Tenderness of Thin Places
Yesterday, I visited the camp I went to as a child. It is a holy place for me. A place where I encountered God’s presence as a child. Not that I would have called it God back then or even have known what presence was. All I knew was the presence of the long deep lake, the cry of the loons at dusk, children’s singing and playing. I knew presence from the tall pines, the sweet ferns, the soft sanded paths that wound through camp. I found presence in horse trots, ice-cream, naked night swims, and laughter when we should have been sleeping. And the presences in the solitude during the quiet resting part of the day when I heard the water lapping on the stone shore, birdsong, creaks of old cabin floorboards. This was all made available to us through the nurturing and constant rhythm of each day, care of counselors who taught us how to care for each other, the radical belonging of everyone. The safe container to be your silly, disheveled, made-up, fancy, not all together, loud and quiet self.
I have yearned for camp, for God, for so much of my life. That feeling of safety and belonging, the quiet of the forests at end of a busy day, the lake that healed my body of shame. At camp, I was free from bullying, scapegoating, body hatred. In this place of the natural daily rhythms of rest, movement, satiated hungers, community, the body was at ease, playful, the mind a whirl of creativity and daring, the heart open and loving. Such peaceful qualities I have longed for but rarely experienced in the outer world.
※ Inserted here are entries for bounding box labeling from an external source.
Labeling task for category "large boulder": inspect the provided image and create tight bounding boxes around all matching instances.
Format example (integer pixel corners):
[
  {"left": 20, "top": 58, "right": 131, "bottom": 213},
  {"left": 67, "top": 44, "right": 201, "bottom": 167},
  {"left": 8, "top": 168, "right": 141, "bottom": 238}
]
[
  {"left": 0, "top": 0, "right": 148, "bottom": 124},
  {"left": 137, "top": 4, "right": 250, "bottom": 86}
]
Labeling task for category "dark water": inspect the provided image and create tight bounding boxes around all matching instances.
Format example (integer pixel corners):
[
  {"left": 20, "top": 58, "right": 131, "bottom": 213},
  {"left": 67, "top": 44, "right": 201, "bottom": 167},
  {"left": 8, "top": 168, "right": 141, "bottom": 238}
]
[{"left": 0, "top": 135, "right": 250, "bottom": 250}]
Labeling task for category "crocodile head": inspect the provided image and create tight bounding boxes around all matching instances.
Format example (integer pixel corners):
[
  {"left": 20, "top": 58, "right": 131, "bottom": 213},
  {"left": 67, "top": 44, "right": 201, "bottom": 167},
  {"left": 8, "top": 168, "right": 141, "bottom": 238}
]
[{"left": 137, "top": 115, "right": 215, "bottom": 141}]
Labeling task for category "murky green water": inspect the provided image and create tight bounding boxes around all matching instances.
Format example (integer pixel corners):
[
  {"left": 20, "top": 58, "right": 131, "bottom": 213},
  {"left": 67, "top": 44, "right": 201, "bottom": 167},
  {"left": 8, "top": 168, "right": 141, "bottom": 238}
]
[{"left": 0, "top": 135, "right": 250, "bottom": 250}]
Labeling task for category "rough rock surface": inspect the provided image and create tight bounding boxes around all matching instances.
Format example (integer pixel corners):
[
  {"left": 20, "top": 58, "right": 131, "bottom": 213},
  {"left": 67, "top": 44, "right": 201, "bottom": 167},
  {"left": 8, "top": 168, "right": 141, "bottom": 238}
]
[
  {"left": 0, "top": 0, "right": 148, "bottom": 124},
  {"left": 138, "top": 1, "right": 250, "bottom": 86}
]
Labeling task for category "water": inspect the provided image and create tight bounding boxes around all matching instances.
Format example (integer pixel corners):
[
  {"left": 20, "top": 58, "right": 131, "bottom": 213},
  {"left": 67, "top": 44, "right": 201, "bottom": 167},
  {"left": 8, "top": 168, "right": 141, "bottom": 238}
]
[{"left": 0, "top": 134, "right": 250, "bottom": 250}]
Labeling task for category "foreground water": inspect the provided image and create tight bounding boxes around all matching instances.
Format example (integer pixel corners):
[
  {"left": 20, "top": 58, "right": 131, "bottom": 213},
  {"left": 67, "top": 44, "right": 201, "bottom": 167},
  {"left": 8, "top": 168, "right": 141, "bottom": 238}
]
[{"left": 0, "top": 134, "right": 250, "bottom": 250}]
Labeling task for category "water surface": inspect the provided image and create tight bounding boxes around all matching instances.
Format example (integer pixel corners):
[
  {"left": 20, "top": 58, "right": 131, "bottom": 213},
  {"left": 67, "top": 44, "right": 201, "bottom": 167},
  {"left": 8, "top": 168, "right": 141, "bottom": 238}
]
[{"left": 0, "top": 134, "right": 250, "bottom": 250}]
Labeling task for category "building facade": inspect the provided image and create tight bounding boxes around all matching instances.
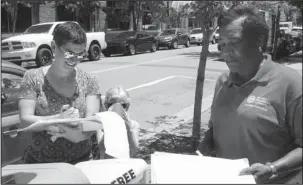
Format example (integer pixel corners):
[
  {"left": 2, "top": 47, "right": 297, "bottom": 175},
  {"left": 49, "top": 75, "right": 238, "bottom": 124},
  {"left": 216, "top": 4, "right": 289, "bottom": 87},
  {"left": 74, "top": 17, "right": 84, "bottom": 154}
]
[{"left": 1, "top": 0, "right": 106, "bottom": 33}]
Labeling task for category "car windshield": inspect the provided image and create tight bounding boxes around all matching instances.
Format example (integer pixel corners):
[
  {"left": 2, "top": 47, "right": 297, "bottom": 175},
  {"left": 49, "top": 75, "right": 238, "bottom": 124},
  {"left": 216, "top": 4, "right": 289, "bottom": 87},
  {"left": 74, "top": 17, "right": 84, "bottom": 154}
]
[
  {"left": 160, "top": 30, "right": 176, "bottom": 35},
  {"left": 23, "top": 24, "right": 53, "bottom": 34},
  {"left": 146, "top": 26, "right": 158, "bottom": 30},
  {"left": 191, "top": 29, "right": 202, "bottom": 34},
  {"left": 291, "top": 28, "right": 302, "bottom": 31},
  {"left": 117, "top": 31, "right": 136, "bottom": 38}
]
Perhaps camp meant so much to me as a child because it was so different than my day-to-day life in the outer world which was filled with love and care but also watchful expectations and untold pressures for perfection and misunderstood neglect for the inner heart. There was fighting, and chaos interspersed with peace and quiet that you could not predict. There was the sway between freedom and restriction - heart, body, mind - while walking along a tightrope between belonging and unbelonging.
Camp, like God, is a thin place where the now merges with the past, into the present, and then flows through me into my future.
When I visit camp, it can feel like I am back in one of the many dreams I have had of the place. Or are these memories flooding in? I walk the paths and am 10 years old again playing jacks on cabin steps, 12 and awkward in clothes that don’t fit right, 15 with a new courage to climb mountains and dance.
While camp (and God) has mostly eluded me in the outer world, I have also caught regular glimpses of it along the path. These were signposts I followed like a beacon towards my greatest yearnings and longings for safety, love, belonging, and adventure, God! What called to me has been hiking in the mountains, swimming in cold rivers and lakes, long walks along rocky shorelines. And, the unbidden kindness of people who helped me as guides, listeners, caretakers, safe harbors. There have been sanghas like church, yoga, therapy groups, and the heart opening caring of loved ones. God bursting through into the mundane, brutal, boring day to day world of worrying so much about the next catastrophe.
I grasp for God and find a camplike, tender presence encouraging me to let go, dive into the cold lake, receive like the sun what is already bursting through to hold me in belonging.